Well the idea is to create an ETL in Dataflow and through a "csv file" create the job to bring a table from SQL Server. How could I do it? I understand that first I have to create a bucket in Cloud Storage, and in this way load the csv there to be read by Dataflow, and from there pass it to BigQuery. But what command should I use in CloudShell to be able to make the connection to SQL Server and create the csv in CloudStorage from the table that I choose in SQL Server and continue with the process in Dataflow? What would be the best practice to achieve this?

josegutierrez

If you are using Cloud SQL you can use the following command in CloudShell to pass your table to a csv file inside a GCS bucket:

gcloud sql import csv INSTANCE URI --database=DATABASE, -d DATABASE --table=TABLE [--async] [--columns=COLUMNS,[COLUMNS,…]] [--escape=ESCAPE] [--fields-terminated-by=FIELDS_TERMINATED_BY] [--lines-terminated-by=LINES_TERMINATED_BY] [--quote=QUOTE] [--user=USER] [GCLOUD_WIDE_FLAG …]

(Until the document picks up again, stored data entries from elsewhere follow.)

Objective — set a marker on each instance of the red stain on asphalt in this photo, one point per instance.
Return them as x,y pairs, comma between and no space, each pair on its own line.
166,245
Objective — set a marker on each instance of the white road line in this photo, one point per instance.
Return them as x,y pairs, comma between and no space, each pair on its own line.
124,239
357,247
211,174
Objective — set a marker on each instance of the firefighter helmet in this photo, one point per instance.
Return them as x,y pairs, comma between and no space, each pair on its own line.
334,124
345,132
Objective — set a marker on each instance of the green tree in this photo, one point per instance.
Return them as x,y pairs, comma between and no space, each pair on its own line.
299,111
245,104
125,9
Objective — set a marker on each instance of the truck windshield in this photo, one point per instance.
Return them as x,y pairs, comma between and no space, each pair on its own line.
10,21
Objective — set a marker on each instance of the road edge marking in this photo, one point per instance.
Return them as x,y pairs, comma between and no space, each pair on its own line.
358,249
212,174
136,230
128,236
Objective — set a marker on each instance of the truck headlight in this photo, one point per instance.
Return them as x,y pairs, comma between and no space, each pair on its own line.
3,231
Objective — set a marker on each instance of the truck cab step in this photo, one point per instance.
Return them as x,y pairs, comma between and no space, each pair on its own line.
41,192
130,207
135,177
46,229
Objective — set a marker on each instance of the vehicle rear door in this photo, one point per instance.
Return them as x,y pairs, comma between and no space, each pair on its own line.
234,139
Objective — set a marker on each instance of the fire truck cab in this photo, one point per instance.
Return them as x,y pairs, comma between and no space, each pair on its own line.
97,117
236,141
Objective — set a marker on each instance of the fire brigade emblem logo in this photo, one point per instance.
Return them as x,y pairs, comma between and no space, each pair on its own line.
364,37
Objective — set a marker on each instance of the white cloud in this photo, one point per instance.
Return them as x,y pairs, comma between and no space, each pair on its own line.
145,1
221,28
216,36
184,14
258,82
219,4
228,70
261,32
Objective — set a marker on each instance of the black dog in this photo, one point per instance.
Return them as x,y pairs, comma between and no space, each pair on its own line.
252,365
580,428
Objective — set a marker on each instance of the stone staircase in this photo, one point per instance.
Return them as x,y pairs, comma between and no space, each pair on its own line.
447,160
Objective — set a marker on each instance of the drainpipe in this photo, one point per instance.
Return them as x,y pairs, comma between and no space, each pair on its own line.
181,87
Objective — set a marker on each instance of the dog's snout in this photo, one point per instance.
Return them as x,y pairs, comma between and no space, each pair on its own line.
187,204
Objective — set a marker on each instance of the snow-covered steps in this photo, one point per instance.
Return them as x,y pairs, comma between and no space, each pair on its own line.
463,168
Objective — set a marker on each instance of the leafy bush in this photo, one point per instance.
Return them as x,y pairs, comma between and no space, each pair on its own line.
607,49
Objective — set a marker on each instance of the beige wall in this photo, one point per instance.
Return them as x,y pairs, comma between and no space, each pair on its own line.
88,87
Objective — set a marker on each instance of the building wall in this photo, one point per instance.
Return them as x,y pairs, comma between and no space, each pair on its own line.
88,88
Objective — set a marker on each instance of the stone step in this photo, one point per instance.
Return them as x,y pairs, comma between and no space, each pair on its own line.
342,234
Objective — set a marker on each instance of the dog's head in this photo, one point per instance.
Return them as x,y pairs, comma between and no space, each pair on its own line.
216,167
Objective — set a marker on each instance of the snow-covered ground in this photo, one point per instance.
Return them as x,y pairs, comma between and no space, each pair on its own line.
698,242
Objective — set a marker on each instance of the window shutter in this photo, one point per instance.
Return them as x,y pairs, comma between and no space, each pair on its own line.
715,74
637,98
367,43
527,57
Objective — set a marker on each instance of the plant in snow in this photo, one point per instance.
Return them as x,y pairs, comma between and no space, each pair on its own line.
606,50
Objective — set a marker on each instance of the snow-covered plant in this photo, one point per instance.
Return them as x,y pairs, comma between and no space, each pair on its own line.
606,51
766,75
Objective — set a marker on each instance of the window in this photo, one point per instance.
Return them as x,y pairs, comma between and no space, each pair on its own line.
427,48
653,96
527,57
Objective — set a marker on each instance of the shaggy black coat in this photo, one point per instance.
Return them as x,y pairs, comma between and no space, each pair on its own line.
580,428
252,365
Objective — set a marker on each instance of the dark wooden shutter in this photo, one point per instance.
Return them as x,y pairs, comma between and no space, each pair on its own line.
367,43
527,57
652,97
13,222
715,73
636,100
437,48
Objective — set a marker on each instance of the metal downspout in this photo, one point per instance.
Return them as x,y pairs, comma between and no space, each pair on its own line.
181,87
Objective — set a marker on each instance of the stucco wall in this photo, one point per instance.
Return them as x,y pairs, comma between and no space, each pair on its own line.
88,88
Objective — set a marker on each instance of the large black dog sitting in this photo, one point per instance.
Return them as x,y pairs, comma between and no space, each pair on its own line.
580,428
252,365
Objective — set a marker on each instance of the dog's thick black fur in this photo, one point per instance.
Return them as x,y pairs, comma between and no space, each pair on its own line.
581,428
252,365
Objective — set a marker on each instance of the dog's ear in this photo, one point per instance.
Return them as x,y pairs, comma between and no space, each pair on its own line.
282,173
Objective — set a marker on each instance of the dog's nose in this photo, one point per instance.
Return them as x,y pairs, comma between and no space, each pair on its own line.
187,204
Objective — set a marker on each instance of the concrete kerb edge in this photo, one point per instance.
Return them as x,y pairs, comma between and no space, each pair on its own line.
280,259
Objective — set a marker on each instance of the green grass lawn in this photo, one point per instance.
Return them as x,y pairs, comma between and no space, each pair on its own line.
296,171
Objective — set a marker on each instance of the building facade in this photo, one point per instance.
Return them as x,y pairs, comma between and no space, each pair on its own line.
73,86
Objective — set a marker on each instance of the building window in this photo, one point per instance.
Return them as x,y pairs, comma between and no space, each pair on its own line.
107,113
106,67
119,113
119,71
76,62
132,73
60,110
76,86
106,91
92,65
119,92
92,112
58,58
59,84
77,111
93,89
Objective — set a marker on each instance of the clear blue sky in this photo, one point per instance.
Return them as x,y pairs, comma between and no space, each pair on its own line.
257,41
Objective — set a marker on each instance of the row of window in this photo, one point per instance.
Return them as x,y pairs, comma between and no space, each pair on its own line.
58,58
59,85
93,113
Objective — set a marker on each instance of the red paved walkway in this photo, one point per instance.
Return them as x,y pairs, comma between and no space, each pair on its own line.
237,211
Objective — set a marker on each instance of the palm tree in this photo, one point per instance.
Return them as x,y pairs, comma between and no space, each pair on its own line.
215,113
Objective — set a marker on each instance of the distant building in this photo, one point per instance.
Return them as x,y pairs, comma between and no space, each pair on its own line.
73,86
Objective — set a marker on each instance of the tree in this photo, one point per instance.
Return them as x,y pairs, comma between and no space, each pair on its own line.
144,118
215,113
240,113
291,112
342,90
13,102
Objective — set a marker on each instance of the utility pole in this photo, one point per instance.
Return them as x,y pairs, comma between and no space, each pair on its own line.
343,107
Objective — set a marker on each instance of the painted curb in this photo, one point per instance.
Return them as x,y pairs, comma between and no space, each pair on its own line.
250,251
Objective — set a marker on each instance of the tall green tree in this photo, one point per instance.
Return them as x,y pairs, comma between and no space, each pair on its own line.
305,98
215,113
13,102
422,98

If you are using an instance in your computer of SQL Server Management studio follow the next steps:

1.- Run Powershell as administrator.

2.- Run the following command in the console:

Invoke-Sqlcmd -Query "SELECT * from <database_name>.<schema_name>.<table_name>;" -ServerInstance "<server_instance>" | Export-Csv -Path "file_ destination_path" -NoTypeInformation

Destination path as: D:\store.csv.

3.- Verify the Csv file in the path you choose.

4.- Upload the csv file to a Bucket.

Yeyi

hello any way to send the data from cloud sql (sql server) to bigquery with dataflow?

Bholoubi

Thank you @josegutierrez . 😊